With sculpture and architecture, we are usefully reminded of the steady rise in the status of the professions throughout the seventeenth century. Vlieghe’s presentation of the sculptural scene, together with what he has to say about architecture, makes it abundantly clear that for him the Counter-Reformation dominated the culture of Flanders to an overwhelming extent. Whereas there is still much debate as to how, and by how much, the revival of Catholicism in Italy affected the arts, not so in Flanders. There is an interesting parallel between the lives of Rubens and François Duquesnoy. They were much the same age when at different times they both set off for Italy. Duquesnoy’s St. Andrew (St Peter’s, Rome) is a comparable achievement to the Chiesa Nuova altarpiece by Rubens, also in Rome. It is tempting then to speculate as to whether Duquesnoy might have transformed sculpture in France in the decade after his attempted journey there in 1642, as Rubens had done with painting in the Netherlands 1610-1620. We shall never know since Duquesnoy died on the way to the court of Louis XIII. Vlieghe eloquently demonstrates the real qualities of Pieter Huyssens as an architect; to an extent indeed that he emerges as of European not just Netherlandish stature. Distinctly novel is Vlieghe’s suggestion that Huyssens’s Saint Carlo Borromeo owes much in terms of its architecture and not just its paintings, to the Venetians.
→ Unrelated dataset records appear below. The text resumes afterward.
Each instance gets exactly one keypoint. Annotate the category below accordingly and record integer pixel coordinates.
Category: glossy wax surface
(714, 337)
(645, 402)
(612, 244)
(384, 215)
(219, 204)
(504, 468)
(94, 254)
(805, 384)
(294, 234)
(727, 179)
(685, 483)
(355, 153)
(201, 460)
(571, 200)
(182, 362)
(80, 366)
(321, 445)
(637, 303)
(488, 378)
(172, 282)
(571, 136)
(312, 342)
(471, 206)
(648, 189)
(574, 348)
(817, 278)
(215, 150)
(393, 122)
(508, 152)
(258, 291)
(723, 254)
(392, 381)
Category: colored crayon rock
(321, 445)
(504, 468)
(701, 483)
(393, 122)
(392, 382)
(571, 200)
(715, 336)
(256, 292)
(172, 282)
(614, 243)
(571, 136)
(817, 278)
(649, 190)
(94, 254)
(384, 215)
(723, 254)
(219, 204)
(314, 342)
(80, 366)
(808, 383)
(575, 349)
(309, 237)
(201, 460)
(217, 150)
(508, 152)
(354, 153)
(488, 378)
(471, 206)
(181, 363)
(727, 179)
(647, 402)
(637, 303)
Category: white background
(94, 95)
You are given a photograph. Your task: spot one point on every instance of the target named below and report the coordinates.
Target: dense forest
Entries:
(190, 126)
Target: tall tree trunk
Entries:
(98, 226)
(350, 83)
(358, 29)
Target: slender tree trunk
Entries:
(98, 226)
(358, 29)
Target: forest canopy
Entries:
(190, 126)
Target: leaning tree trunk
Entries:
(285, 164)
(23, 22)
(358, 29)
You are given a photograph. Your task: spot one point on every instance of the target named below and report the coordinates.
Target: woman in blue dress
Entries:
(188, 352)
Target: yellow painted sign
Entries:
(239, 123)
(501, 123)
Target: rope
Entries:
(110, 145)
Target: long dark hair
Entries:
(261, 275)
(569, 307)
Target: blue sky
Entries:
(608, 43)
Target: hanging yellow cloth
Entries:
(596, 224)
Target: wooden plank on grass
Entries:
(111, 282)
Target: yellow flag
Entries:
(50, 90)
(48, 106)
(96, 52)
This is an intriguing suggestion, especially given that the Antwerp Jesuits must have known that their Order had been banished from Venetian territories less than a decade earlier (in June 1606).
These issues aside, the book offers wonderful value in its range of artists and variety of imagery. There is too a wealth of broader thematic approaches which Vlieghe has brushed in rather than worked up. In short this volume in the revised Pelican History of Art series, succeeds very well in providing a map to a richly varied cultural terrain.